Сухоцветы - страница 28
Из-за ткани было сложно разобрать выражение лица Инны. Женя могла лишь видеть, как черные глаза щурятся, всматриваются в Женю, будто бы хотят загипнотизировать. Она вмиг ощутила себя кроликом, что очутился перед удавом. Эти черные глаза словно были сделаны из того же материала, что и стена в главном здании. Они тянули за собой, звали и ломали все внутренние установки бежать прочь.
– Молодец, раз не слушаешь. А про то, что не болит, обманывать не надо. Матушка все чувствует. Каждым уголком Ахиллеи чувствует, каждым колоском, что на поле взойдет. Меня можешь обмануть, а ее не обманешь. – Инна нахмурилась, так и продолжая смотреть на Женю в упор. – Ты как собака. Не домашняя, а со двора. Не скулишь, зубы показываешь, когда к тебе руку тянут, чтобы приласкать. Ты не даешься, пальцы отгрызешь. Больная собака, а все равно лаешь. Знаешь, как говорится? Бешеной собаке хвост рубят по уши. Вот тебе понемногу и обрубают твой подгнивший хвост.
Женя не могла шевелиться. При всем желании вскочить на ноги и выбежать прочь из проклятого здания, она не могла дернуть даже пальцем ноги. Опасаться нужно было не черной стены в этом помещении. Опасаться нужно было даже не Инны с ее странными речами и глубокими пугающими глазами. Жене следовало опасаться своей слабости и страха, которые оказались сильнее любой другой эмоции и переживания. Она чувствовала, как немеют пальцы на ногах, и ни одна молитва не поможет ей избежать власти Медузы Горгоны перед собой.

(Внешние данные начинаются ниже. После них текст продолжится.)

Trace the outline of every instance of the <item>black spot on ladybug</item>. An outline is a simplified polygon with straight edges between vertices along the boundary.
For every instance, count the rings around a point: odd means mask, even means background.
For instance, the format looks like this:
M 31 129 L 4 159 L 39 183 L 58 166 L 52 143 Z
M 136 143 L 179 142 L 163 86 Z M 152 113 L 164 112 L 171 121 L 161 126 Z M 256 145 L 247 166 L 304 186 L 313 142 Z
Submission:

– Тебе бы освободиться. Покинуть бренное тело и прогуляться душой своей грязной по водам лесным. Они омоют тебя, ополощут от ненависти и злости. Они тебе силы дадут, чтобы пережить все ужасы, которые тебя ждут. А тебе еще многое придется пережить. Сходила бы ты в лес. Матушка подарила бы тебе легкость, я-то знаю. Матушка вас всех любит, домой к себе пустила. И тебя, такую непутевую, любит. Она тебе поможет, обнимет, приласкает еловой ветвью и согреет ледяной водой. Хочешь, чтобы больше не болело? Я знаю, что хочешь. Вы все хотите. Хотите, но боитесь к Матушке прислушаться. А она шепчет каждым уголком Ахиллеи, каждым колоском, что на поле взойдет. Меня можешь не слушать, а ее слушай. Она тебе дом подарила. Подарила тепло тела своего, и ты подари ей кусочек себя. Подари. Отдай. Слушай.
Она чувствовала, как дрогнула рука. Женя помнила, как вскочила на ноги и выбежала прочь из главного здания. Женя помнила, как побежала со всех ног к домику. Женя помнила, как в спину вступило, и она упала. Упала и не смогла подняться, потому что ноги и руки все еще не слушались. Грязная и опороченная своим собственным разумом, она лежала у самой калитки и глотала застывшие слезы. Женя не вспомнила слов Инны, не знала, что ее так напугало и заставило сбежать так быстро, как не позволило бы ей ее тело. Женя помнила только черную стену, спрятанное лицо с двумя глубокими глазами, которые шептали громче губ. Женя помнила только «Подари. Отдай. Слушай». Эти слова до сих пор звучали чужим голосом внутри черепной коробки и не позволяли собственным мыслям вернуться на место. Женя лежала у самой калитки, но до сих пор слышала Инну. Бессвязные речи, как моток ниток, тянулись от одного уха к другому и не позволяли Жене даже попытаться вспомнить то, что Инна говорила на самом деле. Она все еще чувствовала себя окаменелой девочкой под чарами злой колдуньи, которая в шаге от победы упустила свою добычу.